Tiene que aparecer una gasolinera en algún momento.

Se dice a sí misma que no debería detenerse en mitad del bosque.

No debería, pero lo va a hacer de todos modos.

Dentro de unos minutos, Pia Abrahamsson, que cada domingo predica que todo lo que acontece lo hace en un sentido más profundo, se convertirá en otra víctima de la ciega e impasible casualidad.

Con un giro suave sale al arcén en un cruce con un camino forestal y se detiene junto a la barrera cerrada que impide el paso por la valla de protección. Detrás de la barrera el camino de grava se mete en línea recta en el bosque hasta algún lugar de almacenamiento de troncos.

Piensa que se adentrará muy poco en el bosque y que dejará la puerta del coche abierta para poder oír a Dante si se despierta.

—¿Mamá?

—Intenta dormir un poquito más.

—Mamá, no te vayas.

—Cariño —dice Pia—. Tengo que hacer pipí. Voy a dejar la puerta abierta.

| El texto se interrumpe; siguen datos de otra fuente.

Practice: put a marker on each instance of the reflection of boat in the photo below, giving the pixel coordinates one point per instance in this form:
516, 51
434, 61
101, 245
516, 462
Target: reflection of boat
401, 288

Te estaré viendo todo el rato.

Él la mira con ojos somnolientos.

—No quiero quedarme solo —susurra.

Ella sonríe y le acaricia la mejilla sudada. Sabe que es una madre sobreprotectora, que lo está convirtiendo en un niño mimado, pero no lo puede evitar.

—Será sólo un momentito de nada —dice para quitarle importancia.

Dante le sujeta la mano en un intento de impedir que se vaya, pero Pia se libera y saca una toallita húmeda del paquete.

Sale del coche, se agacha para pasar por debajo de la barrera y sube un poco por el camino de grava, se da la vuelta y saluda a Dante con la mano.

¿Y si alguien pasara con el coche y la grabara con el móvil mientras está con el culo al aire?

Las imágenes de la pastora orinando correrían como la pólvora por YouTube, Facebook, blogs y chats por doquier.

Tirita un momento, sale del camino y se mete entre los árboles. Las taladoras, las cosechadoras y los remolques han dejado allí un rastro de destrucción.

Cuando está segura de que nadie la puede ver desde la carretera se baja las bragas, se las quita, se levanta la falda y se sienta de cuclillas.

Nota que está cansada, los muslos le empiezan a temblar y busca apoyo en el musgo tibio que crece en el suelo.

Empieza a sentir el alivio y cierra los ojos.

Cuando los vuelve a abrir ve algo incomprensible. Un animal se ha puesto a dos patas y está caminando por el camino de grava, a trompicones, inclinado hacia adelante.

Una figura delgada cubierta de suciedad, sangre y barro.

Pia contiene la respiración.

No es un animal, es como si una parte del bosque se hubiera liberado y hubiese adquirido vida propia.

Como una niña hecha de tierra y ramas.

El ser se tambalea, pero luego sigue acercándose a la barrera.

Pia se pone de pie y lo empieza a seguir.

Intenta decir algo, pero no tiene voz.

Una rama se parte bajo su pie.

Una fina llovizna ha empezado a caer en el bosque.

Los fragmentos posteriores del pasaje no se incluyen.